FSC - Chapitre 93 – Le fardeau de la paresse est trop lourd.

 

Xie Yu fut réveillé par un vacarme assourdissant.
À six heures du matin, « Chien fou » criait déjà avec enthousiasme à la radio : « Le matin est le moment où nous sommes le plus énergiques. Nous ne pouvons pas être paresseux ! Réveillez-vous tous. Accueillez un nouveau jour et de nouveaux défis. »
« Élèves, je suis sûr que vous êtes tous prêts ! »

Avant même qu’il eût terminé, le couloir devint bruyant.
« Prêts, mon œil ! »
« C’est de la maltraitance envers les fleurs de la patrie ! »
« Frères, ne m’arrêtez pas. Je monte couper le câble. Aujourd’hui, cette émission doit mourir. Entre elle et moi, un seul survivra ! »

Xie Yu ferma les yeux et se reposa un instant. Il tâtonna vers le réveil près de l’oreiller, même s’il finissait habituellement par le jeter. Lorsqu’il bougea la main, une douleur diffuse parcourut tout son corps.

Il entrouvrit les yeux, et la première chose qu’il vit fut le profil de He Zhao. Le lit simple était étroit ; ils étaient serrés l’un contre l’autre et devaient rester allongés sur le côté.

He Zhao ne s’était pas encore réveillé, mais son sommeil était agité ; son bras autour de la taille de Xie Yu se resserra par réflexe.

Le regard de Xie Yu glissa de son visage jusqu’aux légères marques rouges sur sa gorge.
Ce n’est qu’alors que les souvenirs de la nuit précédente revinrent peu à peu.

….

C’était lui qui les avait laissées.

Xie Yu enfouit la tête dans l’oreiller et referma les yeux.
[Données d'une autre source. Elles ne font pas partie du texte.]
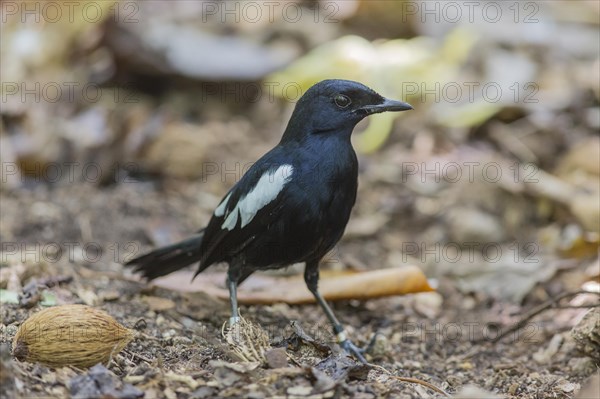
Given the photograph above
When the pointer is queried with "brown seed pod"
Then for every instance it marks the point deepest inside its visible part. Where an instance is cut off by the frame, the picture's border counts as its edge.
(70, 335)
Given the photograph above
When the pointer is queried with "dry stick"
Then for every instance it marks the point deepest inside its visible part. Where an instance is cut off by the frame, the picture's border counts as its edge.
(411, 380)
(537, 310)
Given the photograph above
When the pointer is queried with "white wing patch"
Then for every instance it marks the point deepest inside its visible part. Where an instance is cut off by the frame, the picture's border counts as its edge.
(220, 211)
(266, 190)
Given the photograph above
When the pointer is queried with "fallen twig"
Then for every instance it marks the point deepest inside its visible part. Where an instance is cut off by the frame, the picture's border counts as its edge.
(411, 380)
(539, 309)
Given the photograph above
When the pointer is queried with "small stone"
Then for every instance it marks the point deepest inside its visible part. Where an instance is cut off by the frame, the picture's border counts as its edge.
(299, 390)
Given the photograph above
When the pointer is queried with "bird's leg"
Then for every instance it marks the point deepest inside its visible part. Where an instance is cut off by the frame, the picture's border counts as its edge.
(311, 277)
(235, 317)
(233, 277)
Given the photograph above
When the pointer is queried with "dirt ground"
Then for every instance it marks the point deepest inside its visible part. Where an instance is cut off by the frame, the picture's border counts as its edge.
(179, 350)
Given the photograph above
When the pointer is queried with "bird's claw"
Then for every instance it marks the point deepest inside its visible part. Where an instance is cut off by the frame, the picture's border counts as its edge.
(233, 320)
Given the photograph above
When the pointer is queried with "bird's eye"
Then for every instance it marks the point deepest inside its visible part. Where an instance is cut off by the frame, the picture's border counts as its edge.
(342, 101)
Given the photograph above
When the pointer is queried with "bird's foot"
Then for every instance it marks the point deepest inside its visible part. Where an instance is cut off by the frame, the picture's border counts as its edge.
(233, 320)
(352, 349)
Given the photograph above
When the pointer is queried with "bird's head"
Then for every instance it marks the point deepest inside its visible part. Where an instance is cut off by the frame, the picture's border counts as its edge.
(337, 105)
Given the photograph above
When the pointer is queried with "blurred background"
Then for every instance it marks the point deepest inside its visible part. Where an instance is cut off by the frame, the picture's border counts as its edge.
(124, 123)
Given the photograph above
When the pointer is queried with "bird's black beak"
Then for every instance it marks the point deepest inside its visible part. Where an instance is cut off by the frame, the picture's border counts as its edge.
(385, 106)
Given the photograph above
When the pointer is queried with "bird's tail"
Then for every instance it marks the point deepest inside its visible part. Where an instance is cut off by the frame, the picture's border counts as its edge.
(168, 259)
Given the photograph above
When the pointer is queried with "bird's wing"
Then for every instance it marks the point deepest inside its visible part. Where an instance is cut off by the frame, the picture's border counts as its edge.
(247, 209)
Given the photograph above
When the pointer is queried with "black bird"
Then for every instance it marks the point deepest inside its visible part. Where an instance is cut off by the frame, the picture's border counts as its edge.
(292, 205)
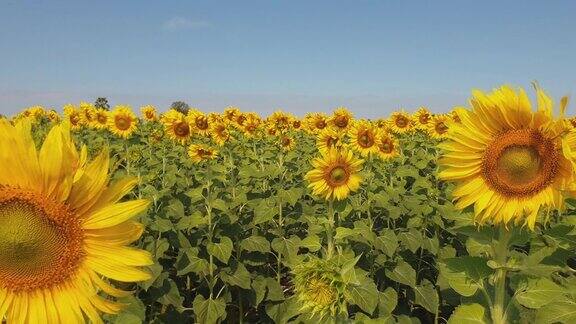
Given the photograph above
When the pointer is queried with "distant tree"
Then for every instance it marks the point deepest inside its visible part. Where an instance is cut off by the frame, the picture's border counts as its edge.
(180, 106)
(102, 103)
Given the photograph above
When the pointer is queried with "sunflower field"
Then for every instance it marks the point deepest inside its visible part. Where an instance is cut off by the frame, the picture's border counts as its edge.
(124, 216)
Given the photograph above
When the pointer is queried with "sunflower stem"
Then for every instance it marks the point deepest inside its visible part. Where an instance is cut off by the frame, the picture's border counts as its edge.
(330, 229)
(498, 312)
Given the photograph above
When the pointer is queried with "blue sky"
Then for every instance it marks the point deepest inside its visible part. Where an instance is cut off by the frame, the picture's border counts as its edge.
(372, 56)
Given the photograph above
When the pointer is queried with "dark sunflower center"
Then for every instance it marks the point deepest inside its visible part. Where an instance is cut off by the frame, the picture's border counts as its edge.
(366, 139)
(386, 146)
(341, 121)
(520, 163)
(202, 123)
(122, 122)
(338, 175)
(441, 128)
(181, 129)
(401, 121)
(40, 242)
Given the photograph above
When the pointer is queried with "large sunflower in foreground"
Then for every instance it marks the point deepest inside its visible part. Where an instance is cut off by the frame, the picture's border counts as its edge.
(122, 121)
(63, 233)
(507, 160)
(335, 174)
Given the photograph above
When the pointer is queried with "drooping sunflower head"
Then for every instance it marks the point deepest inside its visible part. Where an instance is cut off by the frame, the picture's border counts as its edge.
(422, 118)
(176, 126)
(438, 126)
(219, 133)
(149, 113)
(388, 146)
(199, 122)
(63, 230)
(200, 153)
(72, 115)
(101, 118)
(287, 143)
(320, 288)
(341, 119)
(87, 113)
(507, 160)
(363, 137)
(335, 174)
(400, 122)
(122, 121)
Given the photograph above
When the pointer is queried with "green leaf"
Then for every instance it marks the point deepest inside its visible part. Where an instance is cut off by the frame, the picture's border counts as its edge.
(469, 314)
(387, 301)
(312, 243)
(209, 311)
(387, 242)
(539, 292)
(563, 311)
(364, 295)
(222, 251)
(256, 244)
(403, 273)
(427, 296)
(240, 277)
(265, 211)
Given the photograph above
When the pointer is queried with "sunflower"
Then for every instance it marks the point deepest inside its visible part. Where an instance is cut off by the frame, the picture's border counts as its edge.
(87, 113)
(363, 138)
(422, 118)
(251, 125)
(72, 115)
(199, 122)
(316, 122)
(400, 122)
(341, 119)
(63, 233)
(335, 174)
(387, 145)
(507, 160)
(328, 139)
(122, 121)
(219, 133)
(101, 119)
(176, 126)
(149, 113)
(438, 126)
(320, 288)
(287, 143)
(199, 153)
(53, 116)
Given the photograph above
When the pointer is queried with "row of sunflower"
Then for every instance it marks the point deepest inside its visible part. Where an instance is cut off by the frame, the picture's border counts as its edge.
(459, 217)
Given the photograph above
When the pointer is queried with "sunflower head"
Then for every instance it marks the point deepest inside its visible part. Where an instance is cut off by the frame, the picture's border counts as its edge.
(62, 230)
(400, 122)
(335, 174)
(320, 288)
(200, 153)
(149, 113)
(363, 137)
(421, 118)
(506, 159)
(438, 126)
(177, 126)
(122, 121)
(341, 119)
(387, 145)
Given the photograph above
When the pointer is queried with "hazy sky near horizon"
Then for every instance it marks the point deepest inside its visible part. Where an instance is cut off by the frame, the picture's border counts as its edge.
(371, 56)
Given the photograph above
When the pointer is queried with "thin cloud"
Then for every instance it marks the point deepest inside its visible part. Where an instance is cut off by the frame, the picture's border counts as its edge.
(181, 23)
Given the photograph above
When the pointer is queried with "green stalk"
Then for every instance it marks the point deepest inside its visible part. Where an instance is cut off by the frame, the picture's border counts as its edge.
(498, 310)
(330, 229)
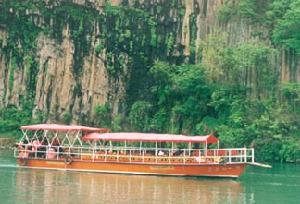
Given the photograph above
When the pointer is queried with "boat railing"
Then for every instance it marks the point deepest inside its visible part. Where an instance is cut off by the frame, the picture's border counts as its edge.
(136, 154)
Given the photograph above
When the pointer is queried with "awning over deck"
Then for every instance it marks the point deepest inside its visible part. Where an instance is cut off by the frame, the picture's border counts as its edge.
(149, 137)
(64, 128)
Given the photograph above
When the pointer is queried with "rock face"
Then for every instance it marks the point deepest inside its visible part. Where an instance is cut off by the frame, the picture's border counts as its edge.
(59, 90)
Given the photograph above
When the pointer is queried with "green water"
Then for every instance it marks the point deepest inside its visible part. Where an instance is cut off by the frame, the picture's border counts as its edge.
(281, 184)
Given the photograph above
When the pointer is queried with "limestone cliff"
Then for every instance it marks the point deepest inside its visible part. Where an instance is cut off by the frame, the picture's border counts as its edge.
(70, 77)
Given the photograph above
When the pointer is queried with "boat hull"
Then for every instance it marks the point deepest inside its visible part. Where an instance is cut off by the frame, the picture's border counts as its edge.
(213, 170)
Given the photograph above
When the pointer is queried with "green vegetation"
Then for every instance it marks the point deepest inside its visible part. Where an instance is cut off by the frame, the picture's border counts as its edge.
(232, 90)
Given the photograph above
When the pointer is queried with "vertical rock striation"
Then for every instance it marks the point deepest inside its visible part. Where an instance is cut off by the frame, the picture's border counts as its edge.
(59, 90)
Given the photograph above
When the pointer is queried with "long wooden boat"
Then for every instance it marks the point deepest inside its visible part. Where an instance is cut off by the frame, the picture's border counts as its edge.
(81, 148)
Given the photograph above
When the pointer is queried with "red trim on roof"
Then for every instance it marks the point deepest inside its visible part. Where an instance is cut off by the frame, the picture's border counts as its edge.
(64, 128)
(149, 137)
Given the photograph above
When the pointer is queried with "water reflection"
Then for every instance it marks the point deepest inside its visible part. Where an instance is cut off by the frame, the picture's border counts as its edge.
(35, 186)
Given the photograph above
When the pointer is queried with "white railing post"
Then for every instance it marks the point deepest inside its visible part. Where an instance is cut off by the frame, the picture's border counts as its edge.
(143, 156)
(93, 154)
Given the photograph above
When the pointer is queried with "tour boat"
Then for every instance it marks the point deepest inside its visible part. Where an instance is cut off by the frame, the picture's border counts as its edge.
(89, 149)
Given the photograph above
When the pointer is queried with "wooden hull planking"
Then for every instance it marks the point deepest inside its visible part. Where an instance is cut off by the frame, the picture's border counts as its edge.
(212, 170)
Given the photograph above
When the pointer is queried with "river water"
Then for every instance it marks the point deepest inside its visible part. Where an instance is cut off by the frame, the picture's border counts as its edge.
(281, 184)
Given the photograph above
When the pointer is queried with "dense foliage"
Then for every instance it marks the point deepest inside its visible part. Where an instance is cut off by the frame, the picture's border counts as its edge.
(169, 92)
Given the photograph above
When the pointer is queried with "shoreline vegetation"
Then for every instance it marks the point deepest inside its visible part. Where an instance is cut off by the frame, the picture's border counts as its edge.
(231, 90)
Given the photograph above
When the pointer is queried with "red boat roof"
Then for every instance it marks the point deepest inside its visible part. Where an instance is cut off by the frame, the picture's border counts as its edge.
(149, 137)
(63, 128)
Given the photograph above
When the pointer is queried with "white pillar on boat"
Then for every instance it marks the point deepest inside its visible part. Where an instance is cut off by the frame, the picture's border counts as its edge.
(140, 147)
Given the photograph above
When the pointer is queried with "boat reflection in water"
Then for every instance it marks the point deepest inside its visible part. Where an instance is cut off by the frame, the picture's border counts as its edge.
(37, 186)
Les scènes de la veille défilèrent dans son esprit comme un film.

Il n’avait jamais accordé beaucoup d’importance à la question de savoir qui était le gong. Il était de nature froide, sans He Zhao — sans lui — il n’aurait peut-être jamais éprouvé ce genre de pensées.

Et il avait beaucoup bu. Même s’il était conscient, il n’avait pas vraiment contrôlé la situation. He Zhao l’avait maintenu et l’avait fait céder.

Lorsque « Chien fou » passa à son deuxième sujet, He Zhao se réveilla enfin. Il se gratta la tête et marmonna : « Bonjour. Quelle heure est-il ? »

Xie Yu voulut répondre : « Tais-toi et regarde toi-même », mais sa gorge était sèche et aucun son ne sortit.
Il se reprit, puis ne dit rien. Il repoussa les couvertures et sortit du lit.

Dès que ses pieds nus touchèrent le sol, il siffla de douleur et inspira brusquement.

He Zhao savait qu’il avait été un peu brutal la veille.
Mais Xie Yu s’était montré têtu, le provoquant sans cesse : « Alors, tu peux ou pas ? »

Quand He Zhao s’était finalement lancé, Xie Yu n’avait pas tenu longtemps. Son corps s’était tendu ; à la fois réticent et prudent, il avait fini par céder.

À présent, He Zhao se redressa à moitié et demanda : « Ça fait encore mal ? »

Xie Yu se sentit agacé. Il se pencha pour ramasser ses vêtements éparpillés, un par un. Sa tête battait à cause de la gueule de bois et l’inconfort envahissait tout son corps. « À ton avis ? »

He Zhao dit : « La prochaine fois, je… »

« Il n’y aura pas de prochaine fois. »

Xie Yu ouvrit la porte et ajouta : « Tu es vraiment mauvais. »

Aucun d’eux n’avait d’expérience. He Zhao avait été brusque, maladroit, incapable de se contrôler. Il n’avait aucune technique à proprement parler.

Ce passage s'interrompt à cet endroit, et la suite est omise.